1.2 Ligging plangebied

Het plangebied ligt aan de Oude Bocholtsebaan 2 in het buitengebied van de gemeente Winterswijk. Het plangebied ligt binnen de grenzen van de buurtschap Woold, op circa 4 kilometer ten zuiden van Winterswijk. In afbeelding 1.1 is de ligging van het plangebied ten opzichte van Winterswijk, de buurtschap Woold (rode ster) en de directe omgeving (rode omlijning) indicatief weergegeven. Voor de exacte begrenzing wordt verwezen naar de verbeelding.

afbeelding "i_NL.IMRO.0294.BP2105BGDBCHLTSBN2-OW01_0001.png"  
Afbeelding 1.1 Ligging van het plangebied ten opzichte van Winterwijk en Woold en de directe omgeving (bron: PDOK)  

1.3 Geldend bestemmingsplan

Ter plaatse van het plangebied gelden het bestemmingsplan "Buitengebied Winterswijk" en het "facetbestemmingsplan parkeren Winterswijk". Deze plannen zijn door de gemeenteraad van Winterswijk vastgesteld op respectievelijk 28 februari 2011 en 28 juni 2018.

Het "facetbestemmingsplan parkeren Winterswijk" legt planologisch de parkeernormen in de gehele gemeente Winterswijk vast. Voor de duiding van het planologisch regime is hoofdzakelijk het bestemmingsplan "Buitengebied Winterswijk" van belang.

Op basis van het bestemmingsplan "Buitengebied Winterswijk" is het plangebied voorzien van de enkelbestemming 'Wonen' en 'Waarde - Archeologische verwachting 3'. Daarnaast kent het plangebied de gebiedsaanduidingen 'ehs verweving', 'ehs natuur' en 'reconstructiewetzone - extensiveringsgebied'.

In afbeelding 1.2 is de verbeelding van de geldende bestemmingsplan "Buitengebied Winterswijk" weergegeven. Het rode kader geeft de geldende woonbestemming en het grootste deel van het plangebied indicatief weer.

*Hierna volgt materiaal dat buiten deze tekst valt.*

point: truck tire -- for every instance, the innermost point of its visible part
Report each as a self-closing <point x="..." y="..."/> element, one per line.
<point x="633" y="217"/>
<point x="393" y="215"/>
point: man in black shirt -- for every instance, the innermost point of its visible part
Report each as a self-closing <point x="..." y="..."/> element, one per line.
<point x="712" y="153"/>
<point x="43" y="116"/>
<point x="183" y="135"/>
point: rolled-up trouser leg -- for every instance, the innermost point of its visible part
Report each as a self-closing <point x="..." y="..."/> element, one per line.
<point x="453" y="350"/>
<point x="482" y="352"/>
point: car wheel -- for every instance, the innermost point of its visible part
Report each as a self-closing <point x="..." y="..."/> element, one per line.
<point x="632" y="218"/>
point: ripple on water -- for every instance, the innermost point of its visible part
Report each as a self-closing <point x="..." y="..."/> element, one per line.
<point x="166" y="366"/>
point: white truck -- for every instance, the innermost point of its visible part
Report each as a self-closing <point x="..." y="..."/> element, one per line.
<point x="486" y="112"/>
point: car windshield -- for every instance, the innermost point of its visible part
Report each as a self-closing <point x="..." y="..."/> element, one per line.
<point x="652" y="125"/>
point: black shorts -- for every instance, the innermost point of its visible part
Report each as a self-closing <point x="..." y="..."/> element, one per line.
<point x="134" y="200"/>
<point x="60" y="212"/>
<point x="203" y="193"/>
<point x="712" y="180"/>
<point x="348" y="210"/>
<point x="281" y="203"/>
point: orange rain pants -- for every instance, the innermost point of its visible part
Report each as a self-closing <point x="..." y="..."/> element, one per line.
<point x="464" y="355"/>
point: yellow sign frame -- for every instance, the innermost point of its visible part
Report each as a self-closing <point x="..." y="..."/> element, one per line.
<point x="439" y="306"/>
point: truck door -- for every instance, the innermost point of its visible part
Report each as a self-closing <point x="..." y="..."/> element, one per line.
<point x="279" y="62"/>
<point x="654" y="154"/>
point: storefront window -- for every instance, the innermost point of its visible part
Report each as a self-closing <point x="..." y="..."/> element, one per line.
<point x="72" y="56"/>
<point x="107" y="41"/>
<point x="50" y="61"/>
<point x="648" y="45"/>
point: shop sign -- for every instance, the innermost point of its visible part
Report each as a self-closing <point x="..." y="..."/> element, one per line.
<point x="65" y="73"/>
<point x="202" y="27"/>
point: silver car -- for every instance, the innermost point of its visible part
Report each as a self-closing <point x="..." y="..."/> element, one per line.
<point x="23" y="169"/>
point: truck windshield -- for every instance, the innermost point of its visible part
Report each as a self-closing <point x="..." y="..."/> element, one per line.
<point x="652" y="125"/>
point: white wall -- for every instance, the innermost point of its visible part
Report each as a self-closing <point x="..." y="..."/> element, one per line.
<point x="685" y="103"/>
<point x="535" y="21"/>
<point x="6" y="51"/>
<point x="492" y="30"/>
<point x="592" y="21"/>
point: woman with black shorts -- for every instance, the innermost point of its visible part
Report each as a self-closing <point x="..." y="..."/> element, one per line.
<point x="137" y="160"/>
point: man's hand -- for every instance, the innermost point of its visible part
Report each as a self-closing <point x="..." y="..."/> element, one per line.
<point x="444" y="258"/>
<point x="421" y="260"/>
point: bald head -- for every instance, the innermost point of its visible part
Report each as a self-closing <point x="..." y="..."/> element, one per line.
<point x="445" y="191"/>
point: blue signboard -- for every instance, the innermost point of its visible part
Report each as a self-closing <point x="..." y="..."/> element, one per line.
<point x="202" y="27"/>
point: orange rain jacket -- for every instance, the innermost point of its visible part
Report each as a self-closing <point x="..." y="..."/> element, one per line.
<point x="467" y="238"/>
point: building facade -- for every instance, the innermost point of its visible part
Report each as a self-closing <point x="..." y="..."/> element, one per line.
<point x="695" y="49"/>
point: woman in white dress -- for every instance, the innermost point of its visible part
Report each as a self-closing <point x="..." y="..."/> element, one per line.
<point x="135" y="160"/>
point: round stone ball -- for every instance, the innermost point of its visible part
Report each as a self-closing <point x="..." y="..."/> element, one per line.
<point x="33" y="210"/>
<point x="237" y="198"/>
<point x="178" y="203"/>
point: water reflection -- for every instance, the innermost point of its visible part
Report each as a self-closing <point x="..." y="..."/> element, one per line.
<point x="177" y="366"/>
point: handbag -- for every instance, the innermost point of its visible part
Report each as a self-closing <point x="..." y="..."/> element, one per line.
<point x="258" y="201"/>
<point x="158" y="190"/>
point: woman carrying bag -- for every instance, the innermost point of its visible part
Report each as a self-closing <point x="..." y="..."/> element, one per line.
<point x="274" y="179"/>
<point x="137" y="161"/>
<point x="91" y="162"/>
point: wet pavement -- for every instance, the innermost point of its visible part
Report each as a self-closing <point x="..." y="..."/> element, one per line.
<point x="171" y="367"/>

afbeelding "i_NL.IMRO.0294.BP2105BGDBCHLTSBN2-OW01_0002.png"  
Afbeelding 1.2 Uitsnede vigerend bestemmingsplan, plangebied rood omlijnd (bron: ruimtelijkeplannen.n.)  
1.3.1 Bestemmingen en aanduidingen

Enkelbestemming 'Wonen '

De voor 'Wonen' aangewezen gronden zijn bestemd voor het bestaande aantal woningen, praktijk- en kantoorruimten voor de uitoefening van aan huis verbonden beroepen, bed & breakfastvoorzieningen met bijbehorende gebouwen, bouwwerken, geen gebouwen zijnde, tuinen en erven.

Gebiedsaanduidingen 'ehs'

De gronden ter plaatse van de aanduidingen 'EHS Natuur' en 'EHS Verweving' zijn, behalve voor de daar voorkomende bestemmingen, mede bestemd voor het beschermen en ontwikkelen van landschappelijke en ecologische waarden.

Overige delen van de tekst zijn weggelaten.